R$ 1,99? -  confira a mais nova descoberta sobre precificação de produtos e serviços
R$ 1,99? -  confira a mais nova descoberta sobre precificação de produtos e serviços

R$ 1,99? - confira a mais nova descoberta sobre precificação de produtos e serviços

Sabe aquela história do R$1,99? Pois é, apesar de aclamada como eficaz pelo senso comum e muito utilizada no varejo, um estudo recente e inédito publicado pela Universidade de Oxford* mostra que essa técnica pode ser eficaz em alguns casos, mas um fracasso em outros

O senso comum diz que preços como R$2,93 ou R$45,95 podem dar a sensação de que os produtos estão na faixa dos R$2,00 ou dos R$40,00, respectivamente. Eu mesmo replico isso em sala de aula. Porém, um estudo inédito sobre os preços redondos lançam uma nova abordagem sobre o assunto e mostra que um preço não-redondo pode até mesmo afastar o cliente do produto. Foram realizados uma série de experimentos. Vamos entender mais.

O estudo se baseia na hipótese de que um sentimento positivo durante a compra é resultado do formato do preço (arredondado ou não) e do contexto da compra. Listarei alguns experimentos do estudo.

Primeiramente, os autores do estudo propuseram para os pesquisados que avaliassem a intensão de compra (numa escala de 1 a 9) de dois objetos distintos: uma garrafa de champanhe (na situação de presentear um amigo) e uma calculadora. Ambos os objetos foram apresentados com preços redondos e não-redondos. O resultado foi que o champanhe com preço redondo ($40,00) possuía uma intenção de compra maior do que o champanhe com preço não-redondo (R$40,28 e $39,72 como opções de preço). Diferentemente do champanhe, a calculadora melhor avaliada foi a precificada de forma não-redonda.

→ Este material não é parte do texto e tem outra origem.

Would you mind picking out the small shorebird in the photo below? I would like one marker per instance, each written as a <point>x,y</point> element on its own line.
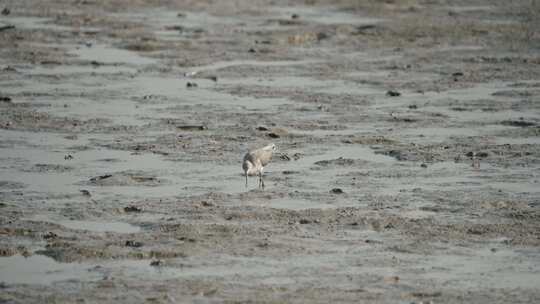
<point>255,161</point>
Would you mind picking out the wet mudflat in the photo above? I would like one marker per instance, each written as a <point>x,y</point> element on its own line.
<point>407,170</point>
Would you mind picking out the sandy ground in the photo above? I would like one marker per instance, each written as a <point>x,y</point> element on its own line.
<point>407,170</point>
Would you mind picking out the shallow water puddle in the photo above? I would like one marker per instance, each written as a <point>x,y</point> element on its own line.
<point>351,152</point>
<point>484,268</point>
<point>38,23</point>
<point>105,54</point>
<point>118,227</point>
<point>225,64</point>
<point>324,15</point>
<point>80,69</point>
<point>42,270</point>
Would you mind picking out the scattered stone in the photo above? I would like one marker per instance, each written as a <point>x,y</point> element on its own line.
<point>156,263</point>
<point>365,29</point>
<point>7,27</point>
<point>284,157</point>
<point>518,123</point>
<point>134,244</point>
<point>289,172</point>
<point>426,294</point>
<point>132,209</point>
<point>192,127</point>
<point>207,204</point>
<point>389,226</point>
<point>297,156</point>
<point>5,99</point>
<point>482,154</point>
<point>101,177</point>
<point>337,191</point>
<point>392,93</point>
<point>50,235</point>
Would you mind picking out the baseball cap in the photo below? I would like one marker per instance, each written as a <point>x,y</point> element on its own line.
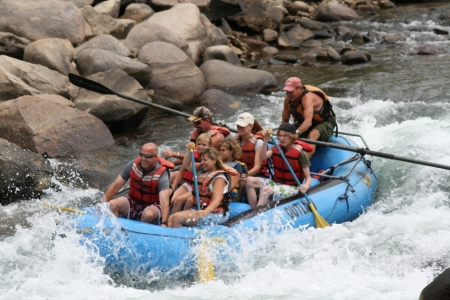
<point>245,119</point>
<point>292,83</point>
<point>200,113</point>
<point>287,127</point>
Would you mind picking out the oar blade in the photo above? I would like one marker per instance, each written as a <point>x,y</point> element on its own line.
<point>320,222</point>
<point>90,85</point>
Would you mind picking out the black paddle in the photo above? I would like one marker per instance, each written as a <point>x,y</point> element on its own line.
<point>364,151</point>
<point>101,89</point>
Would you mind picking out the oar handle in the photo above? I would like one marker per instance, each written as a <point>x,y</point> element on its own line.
<point>194,171</point>
<point>101,89</point>
<point>364,151</point>
<point>289,167</point>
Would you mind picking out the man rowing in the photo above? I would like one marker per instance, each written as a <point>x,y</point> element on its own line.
<point>312,111</point>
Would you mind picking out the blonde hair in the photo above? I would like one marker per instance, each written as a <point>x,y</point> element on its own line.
<point>204,137</point>
<point>232,145</point>
<point>256,127</point>
<point>213,154</point>
<point>292,136</point>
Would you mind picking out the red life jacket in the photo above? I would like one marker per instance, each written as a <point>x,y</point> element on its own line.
<point>325,111</point>
<point>212,132</point>
<point>248,155</point>
<point>203,180</point>
<point>144,188</point>
<point>188,175</point>
<point>282,174</point>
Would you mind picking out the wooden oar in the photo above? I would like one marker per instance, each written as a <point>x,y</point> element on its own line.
<point>320,222</point>
<point>205,266</point>
<point>67,209</point>
<point>364,151</point>
<point>101,89</point>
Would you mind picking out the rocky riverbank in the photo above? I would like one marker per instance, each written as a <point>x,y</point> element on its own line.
<point>136,48</point>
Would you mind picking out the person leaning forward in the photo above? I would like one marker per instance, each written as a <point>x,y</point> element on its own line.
<point>202,120</point>
<point>148,198</point>
<point>312,111</point>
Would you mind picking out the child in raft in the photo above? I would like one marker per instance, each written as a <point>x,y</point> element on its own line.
<point>184,192</point>
<point>230,152</point>
<point>283,184</point>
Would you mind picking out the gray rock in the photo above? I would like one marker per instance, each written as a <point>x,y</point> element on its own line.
<point>24,174</point>
<point>173,74</point>
<point>22,78</point>
<point>103,24</point>
<point>237,80</point>
<point>29,19</point>
<point>219,102</point>
<point>117,113</point>
<point>270,35</point>
<point>55,54</point>
<point>12,45</point>
<point>334,11</point>
<point>99,60</point>
<point>221,52</point>
<point>147,32</point>
<point>192,26</point>
<point>50,128</point>
<point>354,57</point>
<point>105,42</point>
<point>138,12</point>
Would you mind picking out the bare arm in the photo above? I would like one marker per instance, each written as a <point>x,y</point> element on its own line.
<point>308,112</point>
<point>285,114</point>
<point>114,188</point>
<point>164,202</point>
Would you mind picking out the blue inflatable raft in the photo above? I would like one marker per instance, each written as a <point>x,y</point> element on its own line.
<point>347,187</point>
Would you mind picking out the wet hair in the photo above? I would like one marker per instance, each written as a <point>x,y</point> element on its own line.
<point>204,137</point>
<point>256,127</point>
<point>214,155</point>
<point>293,136</point>
<point>232,145</point>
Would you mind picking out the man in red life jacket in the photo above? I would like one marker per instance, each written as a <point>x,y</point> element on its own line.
<point>202,119</point>
<point>148,198</point>
<point>312,111</point>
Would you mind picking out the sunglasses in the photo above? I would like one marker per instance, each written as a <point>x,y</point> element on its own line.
<point>147,156</point>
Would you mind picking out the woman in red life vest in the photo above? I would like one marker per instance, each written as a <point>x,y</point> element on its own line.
<point>184,192</point>
<point>284,184</point>
<point>213,183</point>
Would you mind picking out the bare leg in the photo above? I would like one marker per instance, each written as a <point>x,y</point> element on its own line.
<point>251,184</point>
<point>186,218</point>
<point>119,207</point>
<point>150,215</point>
<point>266,191</point>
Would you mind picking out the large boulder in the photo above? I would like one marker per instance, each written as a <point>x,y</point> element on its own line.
<point>192,26</point>
<point>24,174</point>
<point>51,128</point>
<point>222,52</point>
<point>99,60</point>
<point>334,11</point>
<point>105,42</point>
<point>219,102</point>
<point>104,24</point>
<point>138,12</point>
<point>117,113</point>
<point>55,54</point>
<point>12,45</point>
<point>173,74</point>
<point>237,80</point>
<point>37,20</point>
<point>260,14</point>
<point>147,32</point>
<point>18,78</point>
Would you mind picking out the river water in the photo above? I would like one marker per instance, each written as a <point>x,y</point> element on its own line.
<point>398,102</point>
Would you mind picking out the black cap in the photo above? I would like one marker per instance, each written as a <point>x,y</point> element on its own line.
<point>287,127</point>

Enquanto o primeiro experimento se utilizou de produtos diferentes, o segundo verificou o impacto do preço arredondado sob o mesmo produto, mas alterando o contexto da compra. Os pesquisados avaliaram uma máquina fotográfica sob os preços de $100,00 ou $101,53. Os contextos de compra eram: a) fotografar as férias da família e; b) tomar aulas de fotografia. O resultado da pesquisa revelou que o produto com preço arredondado recebeu maior intenção de compra daqueles que comprariam o objeto para as férias de família, já o produto com preço não-redondo teve maior intenção de compra daqueles que tomariam aulas.

Em seguida, o terceiro experimento demonstrou que quando se tem pouca informação sobre o produto, o preço redondo tende a ter maior atratividade, já quando se tem muita informação sobre o produto, o preço não-redondo é mais atrativo.

Além disso, o trabalho também descobriu que produtos que possuem impressões negativas podem afastar ainda mais o cliente ao colocar preços redondos, enquanto que produtos com fortes argumentos de compra (com anúncios contendo textos complexos e explicativos) são reforçados quando apresentados com preços não-redondos.

Todos esses argumentos foram endossados por testes estatísticos aceitos no mundo científico.

De forma geral, o que o estudo demonstra é que quando o contexto de decisão do cliente é emocional, o preço arredondado tende a intensificar sua impressão a respeito do produto, seja positiva ou negativa, enquanto que preços não-redondos tendem a intensificar a impressão do cliente a respeito do produto quando a decisão é mais racional e cognitiva.

Será que as grandes montadoras de veículos se utilizam da estratégia mais adequada para atraírem seus clientes? Tendo por base o contexto de compra do consumidor de automóveis brasileiro, sabidamente emocional, a melhor estratégia seria se utilizar de preços arredondados, e não dos R$59.998 que vemos na maioria das propagandas.